Do you remember the time back in elementary school when you came across your first multiple-choice questions? Most likely, you spent a plenty of time to figure out what the correct answer was and another dozen of minutes to know how to get rid of wrong choices.
This is called the process of elimination. You simply eliminate the choices which you know are not true and thus increase your chances of getting the right answers. Just like that!
What if I tell you that you can apply the above method to penny stocks. You think it is NOT doable but actually it is, however one single difference exists here: the number of choices you will have.
A regular multiple-choice test has from four to five options (in standardized tests). As regards penny stocks these options increase to the thousands.
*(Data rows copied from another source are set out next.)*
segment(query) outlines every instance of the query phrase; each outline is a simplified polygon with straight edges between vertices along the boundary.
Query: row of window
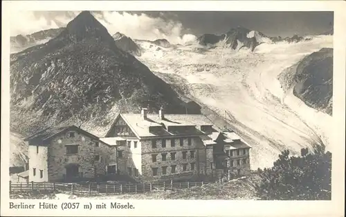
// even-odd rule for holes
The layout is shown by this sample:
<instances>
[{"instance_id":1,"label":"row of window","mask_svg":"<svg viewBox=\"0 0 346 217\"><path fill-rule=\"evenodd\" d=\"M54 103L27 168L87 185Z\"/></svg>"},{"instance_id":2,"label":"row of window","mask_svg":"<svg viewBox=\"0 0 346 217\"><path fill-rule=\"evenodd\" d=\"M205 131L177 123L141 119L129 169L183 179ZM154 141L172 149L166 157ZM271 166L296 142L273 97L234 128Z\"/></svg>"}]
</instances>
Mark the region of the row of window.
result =
<instances>
[{"instance_id":1,"label":"row of window","mask_svg":"<svg viewBox=\"0 0 346 217\"><path fill-rule=\"evenodd\" d=\"M191 163L191 164L190 164L190 170L194 171L195 163ZM182 168L183 172L188 171L188 164L183 164L182 166L183 166L183 168ZM161 166L161 175L167 175L167 168L168 168L168 166ZM171 174L176 173L176 165L172 165L170 166L170 168L171 168ZM153 167L153 168L152 168L152 175L153 176L158 175L158 167Z\"/></svg>"},{"instance_id":2,"label":"row of window","mask_svg":"<svg viewBox=\"0 0 346 217\"><path fill-rule=\"evenodd\" d=\"M244 159L238 159L237 160L230 160L230 167L233 167L233 166L240 166L240 165L242 165L242 164L246 164L246 159L244 158ZM228 162L227 160L224 161L224 166L225 166L226 167L228 167Z\"/></svg>"},{"instance_id":3,"label":"row of window","mask_svg":"<svg viewBox=\"0 0 346 217\"><path fill-rule=\"evenodd\" d=\"M191 138L188 138L186 139L188 139L188 146L191 146L192 145ZM168 140L168 139L161 139L161 148L166 148L167 140ZM184 146L184 139L183 138L180 138L179 139L170 139L169 140L170 140L171 147L176 147L176 145L177 146L178 143L179 144L179 146L181 147ZM152 148L157 148L157 139L152 140Z\"/></svg>"},{"instance_id":4,"label":"row of window","mask_svg":"<svg viewBox=\"0 0 346 217\"><path fill-rule=\"evenodd\" d=\"M247 154L246 149L238 149L234 150L227 150L226 153L229 157L245 155Z\"/></svg>"},{"instance_id":5,"label":"row of window","mask_svg":"<svg viewBox=\"0 0 346 217\"><path fill-rule=\"evenodd\" d=\"M188 151L182 151L181 152L183 154L183 159L186 159L188 156ZM195 150L190 150L190 158L194 159L194 153ZM167 153L162 153L161 154L161 160L162 161L166 161L167 160ZM152 161L153 163L156 162L157 161L157 154L153 154L152 155ZM175 160L176 159L176 153L170 153L170 159L171 160Z\"/></svg>"},{"instance_id":6,"label":"row of window","mask_svg":"<svg viewBox=\"0 0 346 217\"><path fill-rule=\"evenodd\" d=\"M36 176L36 168L33 168L33 175ZM39 170L39 177L43 178L43 170Z\"/></svg>"}]
</instances>

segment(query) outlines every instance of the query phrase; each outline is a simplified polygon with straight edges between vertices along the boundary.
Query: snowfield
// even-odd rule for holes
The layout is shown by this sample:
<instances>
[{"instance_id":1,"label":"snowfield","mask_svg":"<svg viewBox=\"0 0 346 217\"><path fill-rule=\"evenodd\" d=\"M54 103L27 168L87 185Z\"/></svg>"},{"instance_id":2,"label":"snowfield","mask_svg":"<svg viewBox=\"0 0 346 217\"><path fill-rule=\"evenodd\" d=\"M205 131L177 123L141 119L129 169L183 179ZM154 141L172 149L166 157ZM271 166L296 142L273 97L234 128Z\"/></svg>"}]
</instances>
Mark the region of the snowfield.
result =
<instances>
[{"instance_id":1,"label":"snowfield","mask_svg":"<svg viewBox=\"0 0 346 217\"><path fill-rule=\"evenodd\" d=\"M299 154L301 148L320 141L328 148L331 116L308 107L292 92L284 94L277 78L305 55L333 46L332 35L310 37L295 44L264 43L253 53L140 42L143 53L137 58L167 83L187 89L184 94L197 103L222 116L227 111L234 130L253 146L251 166L256 169L271 166L284 149Z\"/></svg>"}]
</instances>

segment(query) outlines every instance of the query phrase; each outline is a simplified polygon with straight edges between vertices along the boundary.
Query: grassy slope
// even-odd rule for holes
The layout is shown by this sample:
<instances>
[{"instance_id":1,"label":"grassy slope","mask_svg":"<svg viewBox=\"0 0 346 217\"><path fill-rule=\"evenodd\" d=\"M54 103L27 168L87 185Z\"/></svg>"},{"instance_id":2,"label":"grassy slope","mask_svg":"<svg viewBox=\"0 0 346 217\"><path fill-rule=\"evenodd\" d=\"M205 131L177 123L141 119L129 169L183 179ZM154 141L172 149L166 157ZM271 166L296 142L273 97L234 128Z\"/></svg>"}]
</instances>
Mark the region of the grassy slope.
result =
<instances>
[{"instance_id":1,"label":"grassy slope","mask_svg":"<svg viewBox=\"0 0 346 217\"><path fill-rule=\"evenodd\" d=\"M254 184L259 182L259 177L253 175L248 177L241 177L224 184L209 184L203 186L192 187L181 190L158 190L145 193L100 195L87 198L95 199L134 199L134 200L257 200ZM51 198L67 199L79 198L64 193L56 195L29 195L16 193L11 195L12 198ZM86 198L86 199L87 199Z\"/></svg>"}]
</instances>

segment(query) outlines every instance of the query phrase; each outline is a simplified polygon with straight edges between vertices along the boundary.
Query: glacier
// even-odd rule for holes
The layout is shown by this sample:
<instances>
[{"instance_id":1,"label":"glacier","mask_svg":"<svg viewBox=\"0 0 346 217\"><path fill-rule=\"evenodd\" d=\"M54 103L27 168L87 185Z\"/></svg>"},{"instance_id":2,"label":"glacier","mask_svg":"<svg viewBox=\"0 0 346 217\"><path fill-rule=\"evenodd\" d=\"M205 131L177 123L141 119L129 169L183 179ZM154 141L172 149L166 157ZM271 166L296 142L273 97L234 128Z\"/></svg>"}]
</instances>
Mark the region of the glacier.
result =
<instances>
[{"instance_id":1,"label":"glacier","mask_svg":"<svg viewBox=\"0 0 346 217\"><path fill-rule=\"evenodd\" d=\"M255 33L253 35L257 36ZM262 43L253 52L190 43L170 48L137 42L137 58L166 83L227 118L252 146L251 169L272 166L282 150L293 155L314 144L328 149L331 116L284 93L277 76L304 56L333 47L332 35L298 43ZM174 79L172 79L174 78Z\"/></svg>"}]
</instances>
Sounds like a very complicated math problem, right? But let me explain that to you in greater detail.
The Fundamental Principles
I pointed that out before in my previous articles but let’s go thru some basics one more time: when dealing with microcaps (or penny stocks) of small-scale companies (with market capitalizations of less or equal to $200 million) the range of available stocks is limited, however that is still around 20,000 companies which are not that easy to handle.
So getting back to our elimination method we have to understand that removing just a few options from the list won’t make any benefit and increase our probability of success. You need to cut over 90% off the market so your odds can significantly rise.
I have been working on this method for over 4 years now. Yes, it took me tens of hours to test it but the patience definitely pays off! I am glad I have finally discovered an approach that helped me shrink the number of choices/options by a reasonable margin.
Do you remember our standardized multiple-choice question with five options? If we eliminate three of them, we come up with a 50/50 chance for each answer.
Well you will probably be surprised but what I have found so far is actually better and even simpler than that. As soon as I start walking you through the basic formulas in a couple of minutes you will find that you are very good at picking hot penny stocks that give nice returns in the short run. And by the way, you will be able to scientifically eliminate 99% of the chunk with the given parameters.
The Well-Known Facts
As you may know most of the risk associated with microcap companies is caused by:
- Limited cash reserves
- Unreliable business model
- Uncertain products
Also, growth rates can be inhibited by:
- Dividend payments (small companies should reinvest their gains rather than pay stockholders)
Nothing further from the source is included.